More recent essays are less compelling (perhaps because they don’t have the benefit of time) but the collection, assembled by Gourmet editor Ruth Reichl, shows why truly illuminating wine writing has nothing to do with 100-point scores or copious adjectives.
So stylish
It’s difficult to break wine knowledge into easily digestible chunks. Most books go the easy route and offer a survey of grape varieties. “Wine Style” (Wiley, $25), by Mary Ewing-Mulligan and Ed McCarthy, tries something trickier.
The couple has devised 12 wine “styles” — four each for red and white, plus rosé and sparkling — and group bottles by taste rather than geography or grapes, not unlike what some wine lists have started doing. The apparent goal is to help drinkers learn what type of wine they prefer rather than remain stuck in the usual one-variety ruts. Hence why German riesling, Argentinian torrontés and American viognier hang together as “aromatic whites.”
Sometimes these boundaries work remarkably well, sometimes the lines seem fuzzy — and the authors readily admit as much. Cabernet sauvignon is listed in three of the four red categories.

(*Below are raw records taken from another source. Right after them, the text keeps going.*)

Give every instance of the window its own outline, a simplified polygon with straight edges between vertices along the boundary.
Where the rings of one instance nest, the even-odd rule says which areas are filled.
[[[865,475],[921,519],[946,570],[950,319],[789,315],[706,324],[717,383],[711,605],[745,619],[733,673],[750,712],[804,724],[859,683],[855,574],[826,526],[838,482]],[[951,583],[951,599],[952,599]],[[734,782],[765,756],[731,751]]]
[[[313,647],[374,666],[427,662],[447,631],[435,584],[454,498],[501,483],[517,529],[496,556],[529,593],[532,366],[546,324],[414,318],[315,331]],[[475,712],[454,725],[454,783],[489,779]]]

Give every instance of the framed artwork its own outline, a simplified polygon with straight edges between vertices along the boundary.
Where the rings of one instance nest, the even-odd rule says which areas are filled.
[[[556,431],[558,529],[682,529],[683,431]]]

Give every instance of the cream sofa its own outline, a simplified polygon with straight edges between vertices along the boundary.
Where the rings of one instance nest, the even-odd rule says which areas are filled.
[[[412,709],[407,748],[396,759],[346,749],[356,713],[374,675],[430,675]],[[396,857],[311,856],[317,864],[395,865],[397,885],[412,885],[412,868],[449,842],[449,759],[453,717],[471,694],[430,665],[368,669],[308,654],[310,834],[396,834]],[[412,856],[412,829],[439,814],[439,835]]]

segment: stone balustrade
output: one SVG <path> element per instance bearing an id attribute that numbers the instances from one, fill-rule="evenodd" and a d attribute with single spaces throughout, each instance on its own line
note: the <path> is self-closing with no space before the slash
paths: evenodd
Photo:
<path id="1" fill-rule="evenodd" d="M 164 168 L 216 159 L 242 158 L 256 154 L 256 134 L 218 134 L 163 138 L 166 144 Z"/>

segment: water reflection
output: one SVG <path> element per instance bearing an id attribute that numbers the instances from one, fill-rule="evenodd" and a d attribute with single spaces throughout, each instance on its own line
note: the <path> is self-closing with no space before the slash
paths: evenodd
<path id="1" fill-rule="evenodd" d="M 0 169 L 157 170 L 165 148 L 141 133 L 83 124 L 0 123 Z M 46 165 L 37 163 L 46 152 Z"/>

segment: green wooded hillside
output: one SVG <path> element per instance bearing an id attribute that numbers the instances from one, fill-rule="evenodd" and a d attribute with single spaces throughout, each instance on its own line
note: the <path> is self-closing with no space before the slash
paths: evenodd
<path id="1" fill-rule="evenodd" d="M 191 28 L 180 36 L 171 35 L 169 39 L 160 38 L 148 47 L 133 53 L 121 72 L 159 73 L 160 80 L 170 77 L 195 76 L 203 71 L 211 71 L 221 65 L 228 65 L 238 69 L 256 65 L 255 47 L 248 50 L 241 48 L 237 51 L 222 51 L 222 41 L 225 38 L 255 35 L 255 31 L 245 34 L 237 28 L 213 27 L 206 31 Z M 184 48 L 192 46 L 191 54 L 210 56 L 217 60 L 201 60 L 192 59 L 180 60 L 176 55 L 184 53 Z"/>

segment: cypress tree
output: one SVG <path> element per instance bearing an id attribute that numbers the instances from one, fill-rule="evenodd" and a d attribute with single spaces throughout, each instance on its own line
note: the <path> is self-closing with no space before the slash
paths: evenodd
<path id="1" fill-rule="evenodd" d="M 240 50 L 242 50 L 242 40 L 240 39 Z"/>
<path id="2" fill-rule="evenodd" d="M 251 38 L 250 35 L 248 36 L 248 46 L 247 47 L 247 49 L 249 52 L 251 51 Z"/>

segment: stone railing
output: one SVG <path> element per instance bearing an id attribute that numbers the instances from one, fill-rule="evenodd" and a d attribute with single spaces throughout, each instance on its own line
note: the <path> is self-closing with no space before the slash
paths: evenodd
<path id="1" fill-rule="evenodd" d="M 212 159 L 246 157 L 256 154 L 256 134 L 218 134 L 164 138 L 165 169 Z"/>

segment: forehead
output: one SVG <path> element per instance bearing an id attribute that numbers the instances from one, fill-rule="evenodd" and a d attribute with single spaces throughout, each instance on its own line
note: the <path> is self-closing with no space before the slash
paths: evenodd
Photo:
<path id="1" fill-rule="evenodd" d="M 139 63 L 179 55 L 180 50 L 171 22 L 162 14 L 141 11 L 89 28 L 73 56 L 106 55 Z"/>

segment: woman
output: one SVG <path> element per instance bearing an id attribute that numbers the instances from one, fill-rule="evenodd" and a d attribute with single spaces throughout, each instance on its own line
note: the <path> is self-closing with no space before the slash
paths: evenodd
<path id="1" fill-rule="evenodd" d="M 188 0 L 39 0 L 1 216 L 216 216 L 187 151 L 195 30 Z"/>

You might expect the authors of “Wine for Dummies” to dumb things down, but Ewing-Mulligan and McCarthy are clear here without being simplistic; difficult topics — the difference between grape tannins and oak tannins, for instance — are explained deftly.
“Wine Style” is reminiscent of Jancis Robinson’s useful “How to Taste,” which launched many wine lovers’ obsessions. I’m not sure I buy their styles, but drinkers hoping to connect the dots between grape types will be grateful.